Microcystin-leucine-arginine (MC-LR) has been implicated as a potential environmental factor in Alzheimer's disease because of its potent inhibition of protein phosphatase 2A (PP2A) activity, but experimental evidence to support its detailed neurotoxic effects and their underlying mechanisms has been lacking. The present study investigated the role of PP2A catalytic subunit (PP2Ac) demethylation and its link with glycogen synthase kinase-3 beta (GSK)-3 beta in tau hyperphosphorylation induced by MC-LR. The results showed that MC-LR treatment significantly increased demethylation of PP2Ac, with a concomitant increase in GSK-3 beta phosphorylation at Ser9 resulting in elevated tau hyperphosphorylation at PP2A-favorable sites in SH-SY5Y cells and rat hippocampus.

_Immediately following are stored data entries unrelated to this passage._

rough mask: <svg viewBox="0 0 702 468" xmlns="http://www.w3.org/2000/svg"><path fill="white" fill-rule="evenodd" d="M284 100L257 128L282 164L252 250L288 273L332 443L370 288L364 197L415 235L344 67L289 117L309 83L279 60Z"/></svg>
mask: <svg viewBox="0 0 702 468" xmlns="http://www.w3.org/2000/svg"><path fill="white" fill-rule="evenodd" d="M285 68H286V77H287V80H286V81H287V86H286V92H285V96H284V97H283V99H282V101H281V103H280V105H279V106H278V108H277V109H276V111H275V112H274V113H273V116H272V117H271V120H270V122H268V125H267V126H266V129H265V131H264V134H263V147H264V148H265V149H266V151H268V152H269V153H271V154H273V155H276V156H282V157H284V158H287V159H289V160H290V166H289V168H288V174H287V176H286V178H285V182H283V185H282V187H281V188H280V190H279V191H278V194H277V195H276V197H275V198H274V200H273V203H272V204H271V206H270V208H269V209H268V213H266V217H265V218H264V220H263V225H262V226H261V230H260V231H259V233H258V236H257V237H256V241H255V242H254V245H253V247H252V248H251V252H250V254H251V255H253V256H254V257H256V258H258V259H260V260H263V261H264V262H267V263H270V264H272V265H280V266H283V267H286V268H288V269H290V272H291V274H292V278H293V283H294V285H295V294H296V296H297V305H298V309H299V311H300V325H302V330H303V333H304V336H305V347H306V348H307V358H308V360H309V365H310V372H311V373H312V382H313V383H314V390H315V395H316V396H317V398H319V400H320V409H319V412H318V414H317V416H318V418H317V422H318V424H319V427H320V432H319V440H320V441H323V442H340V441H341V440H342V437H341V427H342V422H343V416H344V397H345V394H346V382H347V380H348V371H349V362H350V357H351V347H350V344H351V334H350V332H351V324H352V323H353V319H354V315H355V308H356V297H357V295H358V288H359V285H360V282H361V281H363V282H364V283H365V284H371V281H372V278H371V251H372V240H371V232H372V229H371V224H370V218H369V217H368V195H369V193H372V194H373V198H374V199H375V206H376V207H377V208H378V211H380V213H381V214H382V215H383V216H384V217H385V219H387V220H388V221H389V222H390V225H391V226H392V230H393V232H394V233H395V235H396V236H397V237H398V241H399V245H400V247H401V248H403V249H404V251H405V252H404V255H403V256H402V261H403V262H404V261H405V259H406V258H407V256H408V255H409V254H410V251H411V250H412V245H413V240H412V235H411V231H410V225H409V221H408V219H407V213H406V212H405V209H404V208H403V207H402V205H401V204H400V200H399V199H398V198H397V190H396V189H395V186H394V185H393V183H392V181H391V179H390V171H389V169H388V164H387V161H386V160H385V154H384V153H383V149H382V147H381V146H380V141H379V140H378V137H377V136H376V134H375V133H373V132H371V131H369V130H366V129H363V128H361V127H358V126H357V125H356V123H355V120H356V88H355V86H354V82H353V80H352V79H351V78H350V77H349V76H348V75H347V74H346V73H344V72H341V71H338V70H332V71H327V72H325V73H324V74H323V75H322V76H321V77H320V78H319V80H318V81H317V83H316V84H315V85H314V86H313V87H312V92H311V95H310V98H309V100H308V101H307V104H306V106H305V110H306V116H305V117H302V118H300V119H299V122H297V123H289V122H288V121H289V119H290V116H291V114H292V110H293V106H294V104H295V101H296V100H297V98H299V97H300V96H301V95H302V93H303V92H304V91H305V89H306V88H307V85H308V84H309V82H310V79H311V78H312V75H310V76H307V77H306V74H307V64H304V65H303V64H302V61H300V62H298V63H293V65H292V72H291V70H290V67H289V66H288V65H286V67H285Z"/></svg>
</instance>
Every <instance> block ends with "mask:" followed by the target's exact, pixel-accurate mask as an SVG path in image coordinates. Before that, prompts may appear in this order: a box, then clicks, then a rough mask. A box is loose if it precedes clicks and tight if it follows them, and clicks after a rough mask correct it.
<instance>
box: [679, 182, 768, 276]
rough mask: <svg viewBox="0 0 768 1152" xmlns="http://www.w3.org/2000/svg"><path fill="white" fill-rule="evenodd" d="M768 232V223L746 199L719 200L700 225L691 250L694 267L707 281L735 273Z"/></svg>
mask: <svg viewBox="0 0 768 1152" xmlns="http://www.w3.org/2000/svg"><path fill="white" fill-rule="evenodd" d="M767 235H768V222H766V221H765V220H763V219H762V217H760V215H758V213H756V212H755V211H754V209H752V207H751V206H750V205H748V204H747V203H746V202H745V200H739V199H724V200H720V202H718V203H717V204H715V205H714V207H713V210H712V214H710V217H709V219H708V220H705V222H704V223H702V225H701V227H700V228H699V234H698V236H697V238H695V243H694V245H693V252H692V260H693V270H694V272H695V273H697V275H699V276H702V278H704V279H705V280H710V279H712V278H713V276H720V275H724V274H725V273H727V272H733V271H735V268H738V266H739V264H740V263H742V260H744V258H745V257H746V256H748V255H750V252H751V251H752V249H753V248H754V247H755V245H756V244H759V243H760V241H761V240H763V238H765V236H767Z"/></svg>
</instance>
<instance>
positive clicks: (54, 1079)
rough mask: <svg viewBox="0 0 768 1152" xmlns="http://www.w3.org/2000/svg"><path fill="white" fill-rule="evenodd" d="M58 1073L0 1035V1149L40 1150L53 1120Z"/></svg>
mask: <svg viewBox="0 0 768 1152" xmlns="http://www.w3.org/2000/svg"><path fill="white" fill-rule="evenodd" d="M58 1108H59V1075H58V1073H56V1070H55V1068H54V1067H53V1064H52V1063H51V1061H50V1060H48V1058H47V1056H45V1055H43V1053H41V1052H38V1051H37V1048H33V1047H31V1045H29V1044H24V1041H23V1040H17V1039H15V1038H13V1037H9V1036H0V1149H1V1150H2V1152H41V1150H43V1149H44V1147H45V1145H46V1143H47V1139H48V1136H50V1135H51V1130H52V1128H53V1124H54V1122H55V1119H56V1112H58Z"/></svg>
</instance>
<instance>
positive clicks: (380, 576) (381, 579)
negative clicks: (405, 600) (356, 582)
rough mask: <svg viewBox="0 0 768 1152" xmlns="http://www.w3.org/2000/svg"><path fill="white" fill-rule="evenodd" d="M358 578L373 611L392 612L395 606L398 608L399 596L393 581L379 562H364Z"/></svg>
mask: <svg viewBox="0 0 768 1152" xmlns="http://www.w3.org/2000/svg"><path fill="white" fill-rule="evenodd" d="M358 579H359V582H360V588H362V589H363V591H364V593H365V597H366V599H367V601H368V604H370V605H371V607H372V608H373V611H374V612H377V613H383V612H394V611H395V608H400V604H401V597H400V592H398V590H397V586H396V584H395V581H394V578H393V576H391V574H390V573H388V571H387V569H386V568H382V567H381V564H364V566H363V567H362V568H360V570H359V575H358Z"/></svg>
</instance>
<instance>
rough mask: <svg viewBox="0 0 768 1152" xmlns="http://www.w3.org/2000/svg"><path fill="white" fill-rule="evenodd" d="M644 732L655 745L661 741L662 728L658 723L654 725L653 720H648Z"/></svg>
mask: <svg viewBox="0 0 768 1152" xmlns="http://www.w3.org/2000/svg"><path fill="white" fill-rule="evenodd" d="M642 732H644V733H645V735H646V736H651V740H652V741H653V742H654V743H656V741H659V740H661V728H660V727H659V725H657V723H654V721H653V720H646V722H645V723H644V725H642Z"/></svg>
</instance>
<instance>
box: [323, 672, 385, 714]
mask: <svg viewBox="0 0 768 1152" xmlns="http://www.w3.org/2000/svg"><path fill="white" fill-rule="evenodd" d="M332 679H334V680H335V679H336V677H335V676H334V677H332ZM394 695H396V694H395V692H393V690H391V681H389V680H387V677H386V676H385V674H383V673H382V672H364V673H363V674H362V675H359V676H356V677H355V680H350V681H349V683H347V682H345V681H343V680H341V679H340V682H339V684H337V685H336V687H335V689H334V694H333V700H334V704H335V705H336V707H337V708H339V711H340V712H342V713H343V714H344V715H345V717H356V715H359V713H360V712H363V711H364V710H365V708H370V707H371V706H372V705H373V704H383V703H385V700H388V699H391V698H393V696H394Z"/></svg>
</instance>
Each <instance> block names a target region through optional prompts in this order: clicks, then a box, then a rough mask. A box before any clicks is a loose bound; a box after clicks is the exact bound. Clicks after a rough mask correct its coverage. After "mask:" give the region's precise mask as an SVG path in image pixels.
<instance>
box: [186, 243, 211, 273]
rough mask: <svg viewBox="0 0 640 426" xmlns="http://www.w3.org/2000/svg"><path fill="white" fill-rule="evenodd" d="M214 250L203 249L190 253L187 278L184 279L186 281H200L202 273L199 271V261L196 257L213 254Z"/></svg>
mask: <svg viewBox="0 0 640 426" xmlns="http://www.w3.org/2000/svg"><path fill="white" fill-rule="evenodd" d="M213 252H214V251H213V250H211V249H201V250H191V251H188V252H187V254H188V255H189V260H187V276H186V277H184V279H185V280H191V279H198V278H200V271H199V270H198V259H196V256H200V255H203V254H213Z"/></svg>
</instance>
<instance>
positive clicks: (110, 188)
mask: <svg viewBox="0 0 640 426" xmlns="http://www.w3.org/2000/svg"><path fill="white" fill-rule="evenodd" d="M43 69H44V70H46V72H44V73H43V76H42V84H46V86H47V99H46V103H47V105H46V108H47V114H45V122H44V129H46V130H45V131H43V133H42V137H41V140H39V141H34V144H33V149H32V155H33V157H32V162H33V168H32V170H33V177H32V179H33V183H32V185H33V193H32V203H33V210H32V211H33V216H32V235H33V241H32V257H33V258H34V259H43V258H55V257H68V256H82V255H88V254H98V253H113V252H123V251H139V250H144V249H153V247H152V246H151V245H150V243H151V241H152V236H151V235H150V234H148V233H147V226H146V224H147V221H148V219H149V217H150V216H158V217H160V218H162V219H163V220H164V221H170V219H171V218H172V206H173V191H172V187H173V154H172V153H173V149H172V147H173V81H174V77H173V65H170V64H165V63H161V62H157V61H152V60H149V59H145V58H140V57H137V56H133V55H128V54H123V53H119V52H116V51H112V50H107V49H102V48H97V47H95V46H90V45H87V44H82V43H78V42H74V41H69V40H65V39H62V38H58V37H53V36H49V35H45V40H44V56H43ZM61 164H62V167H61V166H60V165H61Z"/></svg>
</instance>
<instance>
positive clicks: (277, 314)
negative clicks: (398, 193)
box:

Coimmunoprecipitation experiments showed that MC-LR treatment dissociated PP2Ac from B alpha, making it incompetent in binding tau, thus causing tau hyperphosphorylation. Moreover, we found that inhibition of PP2A resulted in an increase in phosphorylation of GSK-3 beta at Ser9 and a decrease in GSK-3 beta activity, which further promoted demethylation of PP2Ac induced by MC-LR. These findings suggest a scenario in which MC-LR-mediated demethylation of PP2Ac is associated with GSK-3 beta phosphorylation at Ser9 and contributes to dissociation of B alpha from PP2Ac, which would result in B alpha degradation and disruption of PP2A/B alpha-tau interactions, thus promoting tau hyperphosphorylation and paired helical filaments-tau accumulation and, consequently, axonal degeneration and cell death.